Queensland's economy could receive a boost from the scrapping of another mining ban, but conservationists say it will come at a cost.
The Newman government announced on Wednesday it will overturn Labor's 20-year moratorium on the mining of oil shale, imposed in 2008.
Queensland has about 90 per cent of the nation's oil shale reserves (22 billion barrels), which the government hopes to turn into mining royalties and thousands of jobs.
The premier says opening up oil shale mining will also boost the nation's flagging oil reserves.
"I do accept the criticism about this energy intensiveness, but at the end of the day we are running out of oil," Premier Campbell Newman told the ABC.
He added he doesn't expect the controversial process of fracking to be used as it was in the US.
Miners have predictably welcomed the announcement, but environmentalists warn shale oil mining is the "dirtiest" form of extraction around; more polluting than brown coal and coal seam gas.
The government has promised strict environmental controls, including trials to assess the environmental effects of unproven technologies.
Its policy change means a Queensland Energy Resources trial plant at Gladstone, that's been running for some years, can move to a full commercial operation.
However, one sprawling resource will remain off limits until at least 2028 amid environmental concerns.
A moratorium imposed by the former government on the McFarlane deposit, near Proserpine in the Whitsundays, will stay due to its proximity to the reef and wetlands.

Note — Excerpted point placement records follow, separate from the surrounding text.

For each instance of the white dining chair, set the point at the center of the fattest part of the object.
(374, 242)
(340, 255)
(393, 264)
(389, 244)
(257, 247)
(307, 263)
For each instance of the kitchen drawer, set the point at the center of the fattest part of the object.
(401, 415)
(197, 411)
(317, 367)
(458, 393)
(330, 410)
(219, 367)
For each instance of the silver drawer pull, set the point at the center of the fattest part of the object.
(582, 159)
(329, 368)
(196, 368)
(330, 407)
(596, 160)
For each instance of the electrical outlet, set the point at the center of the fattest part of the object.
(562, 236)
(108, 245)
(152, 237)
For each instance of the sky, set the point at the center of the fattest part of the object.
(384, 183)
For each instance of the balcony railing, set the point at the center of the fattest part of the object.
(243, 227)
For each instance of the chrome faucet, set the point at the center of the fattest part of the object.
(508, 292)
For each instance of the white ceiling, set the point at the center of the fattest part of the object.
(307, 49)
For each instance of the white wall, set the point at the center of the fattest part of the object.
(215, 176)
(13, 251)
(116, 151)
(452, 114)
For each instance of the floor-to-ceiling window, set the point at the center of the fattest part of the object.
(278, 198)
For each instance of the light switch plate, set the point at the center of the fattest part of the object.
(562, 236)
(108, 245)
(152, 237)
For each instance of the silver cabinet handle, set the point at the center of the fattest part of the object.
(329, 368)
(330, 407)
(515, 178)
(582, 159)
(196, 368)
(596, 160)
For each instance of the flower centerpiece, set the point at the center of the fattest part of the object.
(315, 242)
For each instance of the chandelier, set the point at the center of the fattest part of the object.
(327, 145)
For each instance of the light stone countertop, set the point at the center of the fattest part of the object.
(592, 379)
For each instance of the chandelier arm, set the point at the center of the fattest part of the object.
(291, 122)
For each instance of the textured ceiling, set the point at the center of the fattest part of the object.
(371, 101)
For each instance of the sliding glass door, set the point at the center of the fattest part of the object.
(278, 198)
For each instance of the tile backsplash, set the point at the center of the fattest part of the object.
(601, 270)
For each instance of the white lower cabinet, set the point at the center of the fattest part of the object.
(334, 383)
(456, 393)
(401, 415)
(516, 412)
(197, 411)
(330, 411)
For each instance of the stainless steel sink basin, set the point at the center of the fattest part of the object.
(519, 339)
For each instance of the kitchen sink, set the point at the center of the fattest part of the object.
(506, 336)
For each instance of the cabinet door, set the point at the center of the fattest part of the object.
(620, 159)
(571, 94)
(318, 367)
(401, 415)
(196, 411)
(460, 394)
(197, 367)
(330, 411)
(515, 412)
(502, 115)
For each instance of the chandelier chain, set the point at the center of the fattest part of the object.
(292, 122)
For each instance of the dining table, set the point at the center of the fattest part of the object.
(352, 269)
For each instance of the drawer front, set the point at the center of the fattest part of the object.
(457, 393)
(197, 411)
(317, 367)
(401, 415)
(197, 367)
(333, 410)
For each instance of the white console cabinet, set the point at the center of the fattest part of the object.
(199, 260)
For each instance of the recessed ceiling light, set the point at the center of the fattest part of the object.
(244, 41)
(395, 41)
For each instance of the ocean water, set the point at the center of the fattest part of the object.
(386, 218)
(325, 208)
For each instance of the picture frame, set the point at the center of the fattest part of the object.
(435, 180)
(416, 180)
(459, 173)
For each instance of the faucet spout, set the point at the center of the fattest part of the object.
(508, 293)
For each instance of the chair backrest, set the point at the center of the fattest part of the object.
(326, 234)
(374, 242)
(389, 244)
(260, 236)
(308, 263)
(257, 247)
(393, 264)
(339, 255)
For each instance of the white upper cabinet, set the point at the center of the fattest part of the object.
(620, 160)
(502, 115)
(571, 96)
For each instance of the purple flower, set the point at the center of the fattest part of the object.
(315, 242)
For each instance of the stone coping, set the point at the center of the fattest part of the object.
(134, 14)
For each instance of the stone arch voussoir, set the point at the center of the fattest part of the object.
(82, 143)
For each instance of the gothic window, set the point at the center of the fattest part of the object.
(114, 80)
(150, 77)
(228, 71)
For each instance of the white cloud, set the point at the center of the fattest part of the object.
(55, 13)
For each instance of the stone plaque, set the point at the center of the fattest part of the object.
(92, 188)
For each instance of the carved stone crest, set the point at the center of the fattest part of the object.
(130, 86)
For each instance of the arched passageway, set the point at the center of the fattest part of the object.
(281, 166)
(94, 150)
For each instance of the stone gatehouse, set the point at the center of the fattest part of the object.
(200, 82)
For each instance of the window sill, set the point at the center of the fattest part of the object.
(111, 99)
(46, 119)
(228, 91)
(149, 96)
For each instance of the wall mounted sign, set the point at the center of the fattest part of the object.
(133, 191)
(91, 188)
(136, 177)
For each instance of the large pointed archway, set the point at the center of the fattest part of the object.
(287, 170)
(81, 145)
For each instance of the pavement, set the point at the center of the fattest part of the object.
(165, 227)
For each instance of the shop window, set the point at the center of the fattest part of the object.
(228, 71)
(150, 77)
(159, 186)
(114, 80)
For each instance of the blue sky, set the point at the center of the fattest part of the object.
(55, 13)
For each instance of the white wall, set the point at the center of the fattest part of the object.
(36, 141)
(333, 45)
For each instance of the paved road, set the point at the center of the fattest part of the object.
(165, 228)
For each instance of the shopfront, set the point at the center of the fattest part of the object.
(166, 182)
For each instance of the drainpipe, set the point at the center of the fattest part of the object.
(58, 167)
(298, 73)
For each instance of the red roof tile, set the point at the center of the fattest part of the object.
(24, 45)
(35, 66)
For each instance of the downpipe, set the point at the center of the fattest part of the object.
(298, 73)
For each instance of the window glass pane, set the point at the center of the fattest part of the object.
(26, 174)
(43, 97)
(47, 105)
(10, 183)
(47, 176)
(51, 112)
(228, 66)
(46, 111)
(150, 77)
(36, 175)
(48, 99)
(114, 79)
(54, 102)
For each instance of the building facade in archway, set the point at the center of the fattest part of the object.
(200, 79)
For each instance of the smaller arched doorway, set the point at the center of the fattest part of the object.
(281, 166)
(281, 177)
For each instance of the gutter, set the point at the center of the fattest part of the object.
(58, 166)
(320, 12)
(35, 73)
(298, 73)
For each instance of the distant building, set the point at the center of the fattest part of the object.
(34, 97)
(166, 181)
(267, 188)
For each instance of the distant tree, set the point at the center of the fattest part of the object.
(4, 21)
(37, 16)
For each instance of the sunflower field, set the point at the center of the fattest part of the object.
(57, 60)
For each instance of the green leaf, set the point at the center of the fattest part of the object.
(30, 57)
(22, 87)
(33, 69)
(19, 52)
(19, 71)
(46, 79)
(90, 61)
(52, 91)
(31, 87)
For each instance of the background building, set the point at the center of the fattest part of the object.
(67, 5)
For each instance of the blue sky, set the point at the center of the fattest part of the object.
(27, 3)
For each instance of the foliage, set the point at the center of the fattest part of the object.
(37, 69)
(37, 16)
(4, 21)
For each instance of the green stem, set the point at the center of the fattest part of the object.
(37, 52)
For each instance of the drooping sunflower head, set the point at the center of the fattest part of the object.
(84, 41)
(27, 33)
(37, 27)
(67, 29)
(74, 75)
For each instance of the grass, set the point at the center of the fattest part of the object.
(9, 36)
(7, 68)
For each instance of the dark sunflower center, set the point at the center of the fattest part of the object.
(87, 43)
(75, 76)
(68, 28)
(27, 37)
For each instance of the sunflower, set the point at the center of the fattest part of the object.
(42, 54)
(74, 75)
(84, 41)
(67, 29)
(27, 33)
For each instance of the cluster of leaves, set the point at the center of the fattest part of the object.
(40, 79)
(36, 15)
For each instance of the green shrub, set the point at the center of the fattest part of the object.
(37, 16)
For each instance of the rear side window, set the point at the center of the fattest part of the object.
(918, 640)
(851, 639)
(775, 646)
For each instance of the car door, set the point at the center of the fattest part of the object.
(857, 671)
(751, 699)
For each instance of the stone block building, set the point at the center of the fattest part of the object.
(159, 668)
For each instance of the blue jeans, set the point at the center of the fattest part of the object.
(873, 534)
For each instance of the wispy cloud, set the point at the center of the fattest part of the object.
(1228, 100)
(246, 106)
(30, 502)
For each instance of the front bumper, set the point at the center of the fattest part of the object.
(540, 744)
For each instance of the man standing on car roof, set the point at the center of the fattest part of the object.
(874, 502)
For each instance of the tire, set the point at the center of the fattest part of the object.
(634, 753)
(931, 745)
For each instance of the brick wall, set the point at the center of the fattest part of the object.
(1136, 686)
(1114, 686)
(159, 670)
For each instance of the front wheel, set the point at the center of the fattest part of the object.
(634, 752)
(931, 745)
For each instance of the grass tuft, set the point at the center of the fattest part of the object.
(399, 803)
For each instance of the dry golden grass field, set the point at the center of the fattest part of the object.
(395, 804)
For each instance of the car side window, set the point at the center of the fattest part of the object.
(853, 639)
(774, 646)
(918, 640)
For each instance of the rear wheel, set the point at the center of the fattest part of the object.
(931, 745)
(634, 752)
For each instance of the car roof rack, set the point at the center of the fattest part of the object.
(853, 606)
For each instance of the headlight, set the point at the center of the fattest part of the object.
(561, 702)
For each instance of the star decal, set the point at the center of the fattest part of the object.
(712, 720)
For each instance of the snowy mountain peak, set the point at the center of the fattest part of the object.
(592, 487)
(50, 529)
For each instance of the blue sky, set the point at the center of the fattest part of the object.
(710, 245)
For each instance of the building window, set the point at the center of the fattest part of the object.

The Liberal National Party (LNP) government last year also dumped Queensland's longstanding ban on uranium mining.
Mr Newman shrugged off being compared to former premier Joh Bjelke-Petersen, who was the last state leader to allow oil shale mining.
"I'm my own man," he said, listing his environmental achievements including planting two million trees in his final years as Brisbane's lord mayor.
He said development was necessary, but it would not be at the expense of the environment.